Once the inventory comes inside a retail store, the next big thing which comes inside the mind of a retailer is to decide where to put it and how much area should be allocated to the specific product. The decision of where in the store the products will sit is very important step in retail since store layouts are crucial to the shopping experience. Products need to be easy to locate, be near related products, and have the correct facings. Space management is about maximizing every inch of the selling floor.
Accounting the derivatives of store designing, Jagdeep Kapoor, chairman and managing director, Samsika Marketing Consultants Pvt. Ltd. mentions, “Navigation and access and ease of browsing and picking up determine the store design.”
Chandru Kalro, executive VP-marketing, TTK Prestige Ltd, says, “Our stores are designed in such a way that the customer can have a non-obtrusive shopping experience. But in value formats, catering to masses, it is packing as much merchandise as possible with not much emphasis on having it very organized. In formats catering to high end customers, stores are designed to make the shopping experience great and there is a ‘stunner’ factor in the store.”
Location & space
A literal meaning of sales display is - arranging systematically saleable goods so as to attract the attention of the customer. In retail industry, product visibility of any brand is necessary to promote sales. Many a times, space is often limited and merchandise to be displayed is more, so one needs to really manage the space well - herein comes shelf management. Kalro says, “Shelf management plays an important role in managing merchandise well and helps to focus on categories or products that retailer intends to promote.
When asked how do retailers decide what to put and where on shelf, Kalro said, “Buyers do not always come to the store with a preset list in their minds about the products they want to buy. We plan our shelf to ensure all products in our range are well displayed as lot of the purchase is impulsive. Also while planning our shelf we see to it that there is optimum utilization of space and maximum amount of merchandise can be displayed.”
Visibility & sales promotion
According to Kalro, product visibility plays a major part in customers' buying decisions - ‘One buys what one sees’, therefore, product visibility is very important. It is a function of persistence, precision and repetition - Your message needs to be heard repeatedly to rise above the background noise of daily business. Organized retail business in India is still competing to spread its foothold in India. The modern retailers are trying to increase the consumption – to create an urge for purchase; make people buy even if there is no great urgency to purchase. Supporting the fact, Kapoor, says, “Product visibility is what leads to impulse purchase inside your store. Product must be neatly stacked and visible face up.”

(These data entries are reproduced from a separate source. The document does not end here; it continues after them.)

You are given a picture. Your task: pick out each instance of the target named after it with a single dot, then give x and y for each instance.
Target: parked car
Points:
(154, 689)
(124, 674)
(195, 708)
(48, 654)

Many brands and retailers try to engage the customer at the point of sale. Product promotion inside the store is very important to make consumers aware of sales promotion schemes as advertising in mass media is expensive and deliveries are not 100 percent. Today brands and retailers are cutting down on expenditure in mass media and focusing on the customer contact point. This is going to become more pronounced as the modern retail grows in India.
Competition among brands
The next lesson of shelf management is managing competition among different competitor brands. While providing answer on how a brand survives in front of another brand having an ongoing offer inside the store. Kalro says that “even if there is no offer on a brand and it is there on another brand we try to do justice to both .If the brand has an ongoing offer – the offer is highlighted, but if another brand has no offer on it –its product features are highlighted to highlight its presence inside the store. Though, at TTK Prestige, we have only single brand stores, there is competition amongst sub brands within categories. But we try and do justice to all sub brands or categories.”
Kapoor also believes that consumers have their own preferences. He says, “Some people have preferences for brands, on the other hand some have preferences for schemes and deals. Therefore all the brands inside the store thrive depending on the consumer preferences. Both need to be given equal importance.”
So does that mean the brand featuring an ongoing offer have its negative impact on brand without offer? As per Kalro, offers are not the end of it all. Customers are ready to buy brands for the benefit and value proposition. There are many brands that have no offers at all and yet they sell.”
Agreed with the Kalro point, Kapoor says, “I also believe that offer doesn’t affect sales too much. In fact the brand with the offer can have a negative impact on the consumer giving a signal that is slow moving and hence the need for an offer.”